Running once force_consolidate=False
0.027367000002413988
Running once again force_consolidate=False
0.0026708999648690224
Running ten times force_consolidate=False
0.024182399967685342

Running once force_consolidate=True
0.0028768000192940235
Running once again force_consolidate=True
0.0026675001718103886
Running ten times force_consolidate=True
0.024797999998554587

2.0.1

Running once force_consolidate=False
0.1871038000099361
Running once again force_consolidate=False
0.18837619991973042
Running ten times force_consolidate=False
1.8612669999711215

Running once force_consolidate=True
0.002792700193822384
Running once again force_consolidate=True
0.002532100072130561
Running ten times force_consolidate=True
0.02379040000960231

You can see that force_consolidate=True makes no difference for 1.5.3 but does for 2.0.0. Further, "Running once" vs "Running once again" in 1.5.3 shows the cost of the consolidation happening where it is has not already been forced.

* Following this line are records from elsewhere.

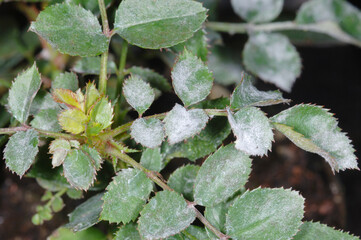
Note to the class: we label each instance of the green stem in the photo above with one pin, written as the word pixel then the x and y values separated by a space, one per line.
pixel 114 150
pixel 104 59
pixel 329 28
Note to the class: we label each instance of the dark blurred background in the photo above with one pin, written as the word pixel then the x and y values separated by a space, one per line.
pixel 331 77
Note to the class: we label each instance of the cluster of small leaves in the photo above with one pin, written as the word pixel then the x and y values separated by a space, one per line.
pixel 194 130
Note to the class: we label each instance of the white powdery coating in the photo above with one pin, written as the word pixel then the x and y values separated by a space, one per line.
pixel 148 132
pixel 181 124
pixel 257 10
pixel 265 214
pixel 138 94
pixel 191 79
pixel 252 129
pixel 283 63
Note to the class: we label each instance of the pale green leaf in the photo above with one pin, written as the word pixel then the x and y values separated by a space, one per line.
pixel 257 11
pixel 252 129
pixel 21 150
pixel 59 148
pixel 246 94
pixel 211 187
pixel 47 120
pixel 273 58
pixel 66 234
pixel 71 29
pixel 79 169
pixel 86 214
pixel 181 124
pixel 22 93
pixel 166 214
pixel 314 129
pixel 154 79
pixel 158 24
pixel 128 232
pixel 202 144
pixel 91 65
pixel 315 230
pixel 192 81
pixel 125 196
pixel 265 214
pixel 152 159
pixel 182 180
pixel 67 80
pixel 73 121
pixel 148 132
pixel 344 14
pixel 138 94
pixel 196 45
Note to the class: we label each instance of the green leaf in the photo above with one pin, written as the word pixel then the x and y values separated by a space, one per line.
pixel 158 24
pixel 192 81
pixel 73 121
pixel 125 196
pixel 315 230
pixel 252 129
pixel 138 94
pixel 86 214
pixel 197 45
pixel 67 80
pixel 265 214
pixel 47 120
pixel 211 187
pixel 182 180
pixel 91 65
pixel 128 232
pixel 313 129
pixel 59 148
pixel 273 58
pixel 257 11
pixel 88 234
pixel 71 29
pixel 246 95
pixel 181 124
pixel 225 65
pixel 166 214
pixel 154 79
pixel 102 113
pixel 22 93
pixel 79 169
pixel 21 150
pixel 152 159
pixel 148 132
pixel 344 14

Note, the benchmark above ignores the cost of the consolidate in 2.0.0, but I hope the difference in behaviour between versions is clear.

Reading the release notes, a lot of work has gone into the block manager and I can see that other users might not want the previous behaviour as the cost of consolidation could outweigh the cost of selecting from the DataFrame.

I am thus unsure if the change in behaviour is expected or not. If it is expected, is there a cleaner way to force consolidation other than calling the undocumented consolidate/consolidate_inplace?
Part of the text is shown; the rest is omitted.